Lets run through it as a case study, though.  Hypothetically it's worth $130k, needs $20k and you can get it for $70k.

Your purchase and rehab is $90k which is roughly 70% LTV.

Lets run that through my best lender- They'll loan you 90% of the purchase less the origination of 2.5%, which is $64,750 plus they'll escrow the repairs of $20k.

You'll need about $1k in closing costs, plus prepaid insurance and interest to the end of the month, so lets just use $2k for round numbers.

SO, you'll need $7,250 to close.

Then you'll need to be able to run the job up until the first draw.  They'll only do 3 and the last one has to be 40% (this isnt industry standard, just what this lender does), so lets say the draw schedule is $6k, $6k, $8k.   So you need another $6-10k to run the job, plus your interest payments (using 12% for round numbers, prob where you'd be at on your first one with them- I'd be under 9% on this deal with them) of $950/mo.

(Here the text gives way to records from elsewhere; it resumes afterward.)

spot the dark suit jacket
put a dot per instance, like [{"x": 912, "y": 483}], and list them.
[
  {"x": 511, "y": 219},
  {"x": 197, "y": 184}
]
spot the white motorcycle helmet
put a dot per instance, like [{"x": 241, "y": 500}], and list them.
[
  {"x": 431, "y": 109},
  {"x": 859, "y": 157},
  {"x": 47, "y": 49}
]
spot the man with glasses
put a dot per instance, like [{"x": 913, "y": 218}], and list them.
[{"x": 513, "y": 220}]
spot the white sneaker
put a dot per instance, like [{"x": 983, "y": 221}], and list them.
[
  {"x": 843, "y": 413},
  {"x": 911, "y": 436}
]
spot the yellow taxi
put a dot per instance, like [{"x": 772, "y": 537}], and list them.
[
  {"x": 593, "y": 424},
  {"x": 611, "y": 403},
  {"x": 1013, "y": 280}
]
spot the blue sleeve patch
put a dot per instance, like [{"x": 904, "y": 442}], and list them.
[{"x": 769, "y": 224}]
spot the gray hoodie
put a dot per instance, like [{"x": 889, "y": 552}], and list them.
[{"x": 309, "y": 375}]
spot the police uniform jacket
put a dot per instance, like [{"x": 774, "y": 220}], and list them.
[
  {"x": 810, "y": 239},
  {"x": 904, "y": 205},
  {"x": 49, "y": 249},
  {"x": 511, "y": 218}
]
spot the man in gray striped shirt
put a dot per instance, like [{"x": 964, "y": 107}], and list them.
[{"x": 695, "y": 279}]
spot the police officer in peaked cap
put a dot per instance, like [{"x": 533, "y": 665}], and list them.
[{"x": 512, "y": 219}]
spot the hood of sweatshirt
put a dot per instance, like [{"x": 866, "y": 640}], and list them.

If I were running this deal I'd want about $20k going in to feel comfy through it.  Not necessarily with my money, but that'd be what I'd be thinking analyzing the deal.  I like to have some padding so I'm not slowing the job up to get money to pay for things.

Lets look at the exit:

Purchase: $70k

Closing costs: $1k

Repairs: $20k

Holding costs (6mos): $7500

Total in:  $98,500

Sales Price:  $130,000

Less Total in:  $98,500

Les RE Commission/Sale Concessions:  $9,500

NET PROFIT:  $22,000

Hypothetical numbers on the ARV and repairs of course, but the rest of it is pretty realistic.